I also learned that building on existing standards (MCP) and infrastructure (Step Functions) dramatically accelerates development. I could focus on the agent logic instead of reinventing orchestration or tool calling.
Future Extensions
The canvas approach opens opportunities for future features:
- Incident Timelines: Visualize the agent’s investigation path on the canvas
- Compliance Reports: Automatically generate audit reports from agent runs
- Collaborative Sessions: Human engineers can join ongoing agent investigations
- Multi-Agent Workflows: One agent investigates, another attempts to create a fix PR
Conclusion
While challenges remain around AI reliability and the ecosystem is rapidly evolving, this architecture provides a solid foundation for autonomous cloud operations.

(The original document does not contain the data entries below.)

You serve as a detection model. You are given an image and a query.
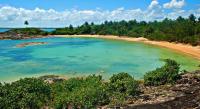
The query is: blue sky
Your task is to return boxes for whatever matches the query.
[0,0,200,11]
[0,0,200,27]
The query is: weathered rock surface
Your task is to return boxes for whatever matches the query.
[127,71,200,109]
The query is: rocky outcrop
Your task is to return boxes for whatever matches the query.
[15,42,47,48]
[127,71,200,109]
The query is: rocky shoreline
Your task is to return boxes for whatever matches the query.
[40,70,200,109]
[127,71,200,109]
[15,42,47,48]
[0,33,49,40]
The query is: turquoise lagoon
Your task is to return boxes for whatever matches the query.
[0,37,200,82]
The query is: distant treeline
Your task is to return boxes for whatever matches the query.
[51,14,200,45]
[0,59,180,109]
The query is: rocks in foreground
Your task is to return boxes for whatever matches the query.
[128,71,200,109]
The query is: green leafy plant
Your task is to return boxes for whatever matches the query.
[144,59,180,86]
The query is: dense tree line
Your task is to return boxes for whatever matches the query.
[51,14,200,45]
[0,60,180,109]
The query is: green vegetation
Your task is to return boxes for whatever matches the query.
[0,59,188,109]
[0,78,51,109]
[51,14,200,45]
[144,59,180,86]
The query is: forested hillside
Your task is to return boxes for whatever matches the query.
[51,14,200,45]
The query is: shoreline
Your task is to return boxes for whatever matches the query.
[53,35,200,60]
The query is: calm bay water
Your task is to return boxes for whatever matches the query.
[0,28,55,33]
[0,38,200,81]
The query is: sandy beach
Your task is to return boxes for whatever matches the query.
[54,35,200,60]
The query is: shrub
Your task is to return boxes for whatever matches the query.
[144,59,180,86]
[54,75,108,108]
[0,78,51,109]
[108,73,139,105]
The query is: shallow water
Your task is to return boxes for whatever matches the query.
[0,38,200,82]
[0,28,55,33]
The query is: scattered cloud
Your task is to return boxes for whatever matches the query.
[163,0,185,9]
[0,0,200,27]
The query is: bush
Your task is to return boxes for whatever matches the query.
[0,78,51,109]
[144,59,180,86]
[54,75,108,109]
[108,73,139,105]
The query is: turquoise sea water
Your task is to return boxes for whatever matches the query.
[0,37,200,82]
[0,28,55,33]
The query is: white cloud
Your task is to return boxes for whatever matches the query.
[163,0,185,9]
[0,0,200,27]
[148,0,161,9]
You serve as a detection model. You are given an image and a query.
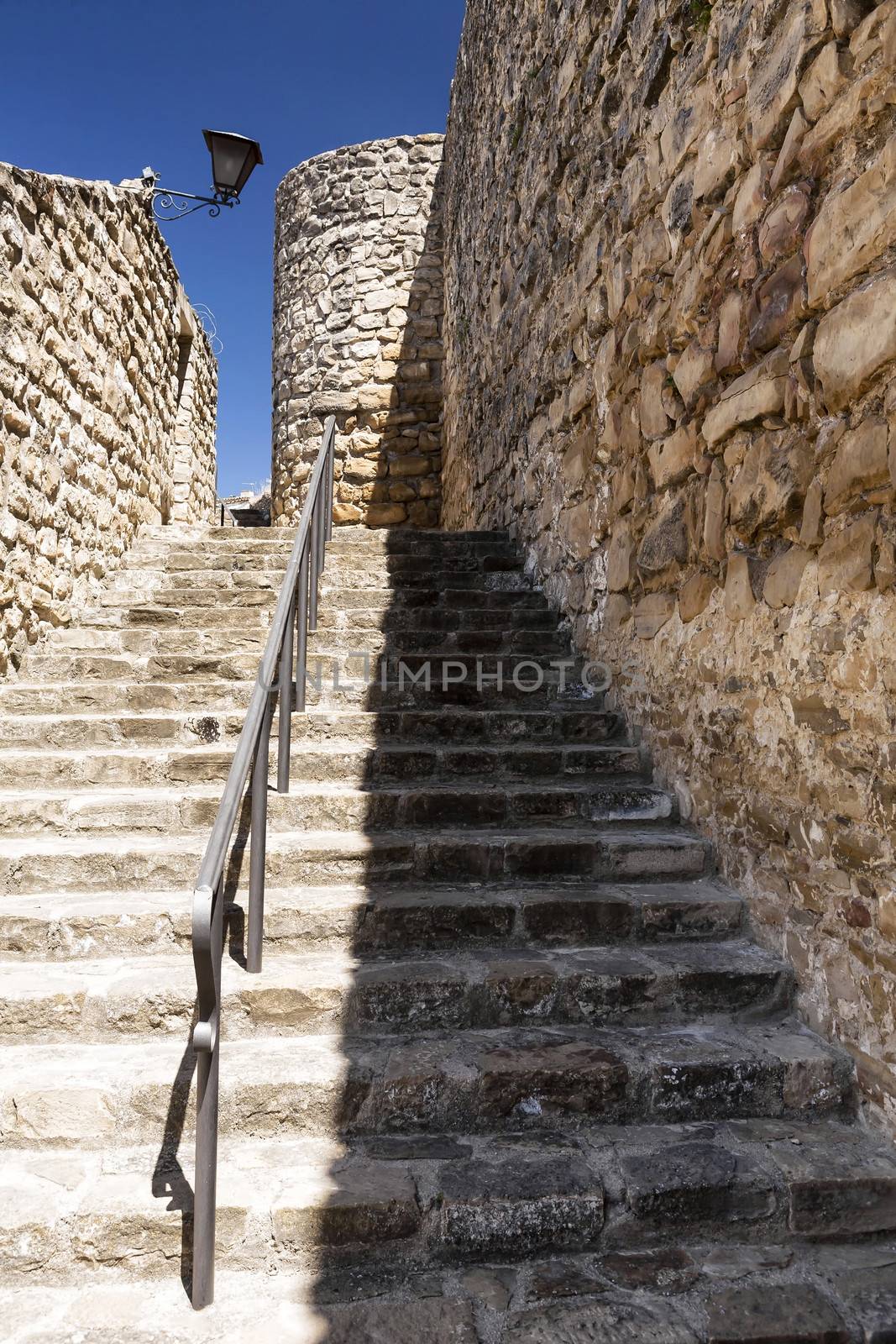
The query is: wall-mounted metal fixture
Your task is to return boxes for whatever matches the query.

The agent successfully demonstrates that we can move from reactive to proactive operations, investigating incidents without human intervention while maintaining the trust and observability engineers demand.
For a solo bachelor project, delivering three components - MCP server, canvas application, and AI agent - in just 10 weeks seemed ambitious. But by selecting the right tools (TypeScript, AWS CDK, AI SDK, React Flow) and focusing on an event-driven architecture, it became achievable. The future of cloud operations isn’t just conversational - it’s autonomous.